Jamie Coots, the snake-handling Kentucky pastor who starred in the National Geographic reality show “Snake Salvation,” died this past weekend after refusing treatment for a snakebite. Snake-handlers tend to be an embarrassment to most other Christians. But here’s the problem: they’re following exactly what the Bible says in Mark 16:16-18: “The one who believes and is baptized will be saved; but the one who does not believe will be condemned.
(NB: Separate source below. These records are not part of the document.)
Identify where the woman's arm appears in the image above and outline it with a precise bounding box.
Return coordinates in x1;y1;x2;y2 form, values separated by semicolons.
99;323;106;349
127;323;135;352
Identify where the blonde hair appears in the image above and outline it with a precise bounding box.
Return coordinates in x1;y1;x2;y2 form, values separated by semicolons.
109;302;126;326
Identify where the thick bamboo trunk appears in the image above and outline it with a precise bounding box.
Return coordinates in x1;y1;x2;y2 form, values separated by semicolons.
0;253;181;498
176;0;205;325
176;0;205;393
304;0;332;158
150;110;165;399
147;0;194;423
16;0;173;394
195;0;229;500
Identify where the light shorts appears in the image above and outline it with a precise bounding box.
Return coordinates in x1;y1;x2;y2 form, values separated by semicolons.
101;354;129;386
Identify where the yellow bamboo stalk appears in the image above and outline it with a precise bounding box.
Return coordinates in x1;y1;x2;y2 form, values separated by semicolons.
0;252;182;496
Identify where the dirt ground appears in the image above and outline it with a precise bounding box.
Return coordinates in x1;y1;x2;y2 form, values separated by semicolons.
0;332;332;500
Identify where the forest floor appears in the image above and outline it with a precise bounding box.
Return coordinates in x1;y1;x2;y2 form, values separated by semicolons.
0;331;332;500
And these signs will accompany those who believe: by using my name they will cast out demons; they will speak in new tongues; they will pick up snakes in their hands, and if they drink any deadly thing, it will not hurt them; they will lay their hands on the sick, and they will recover.”
There really isn’t any fudge room in this passage in Mark. They way to determine whether you “believe” in the form of believing that means that you’re “saved” is to check for five signs: 1) casting out demons, 2) speaking in tongues, 3) snake-handling, 4) poison-drinking, and 5) faith-healing. It says plainly that “these signs will accompany those who believe.” So the Biblical inerrantists have a bit of an awkward situation on their hands with this text. Recent Biblical scholars have raised questions about the legitimacy of Mark 16:9-20, pointing out that many manuscripts have Mark ending at Mark 16:8. But in the King James Version, Mark 16 goes through verse 20 without any bracketing or questions raised, so why should you trust modern secular scholars to tell you what belongs in the Bible and what doesn’t?
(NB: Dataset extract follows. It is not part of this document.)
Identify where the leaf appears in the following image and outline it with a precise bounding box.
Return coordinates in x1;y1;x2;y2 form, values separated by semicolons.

My question for the Biblical inerrantists is this: on what basis do you exclude this passage from being authoritative scripture? Because if you don’t, you’d better find some snakes to handle and poison to drink if you’re truly a believer. Is there really any basis for not handling snakes other than to appeal to common sense and scientific knowledge that doesn’t come from the Bible? If you say this verse doesn’t apply to your life just because it’s difficult and counter-cultural, then what will stop you from throwing the whole Bible out on that same basis?
I feel safe not applying these five supernatural signs as a test of my own faith because I interpret the Bible according to the “love hermeneutic” introduced by Augustine in his De Doctrina Christiana. This love hermeneutic is based on Jesus’ statement that “all the law and the prophets hang on [the] commandments” to love God and love your neighbor (Matthew 22:40). Unless I can show how a Biblical teaching contributes to increasing my love for God or love for my neighbor, then it can’t be applied prescriptively to my life. This is true not only of snake-handling, but everything else in the Bible.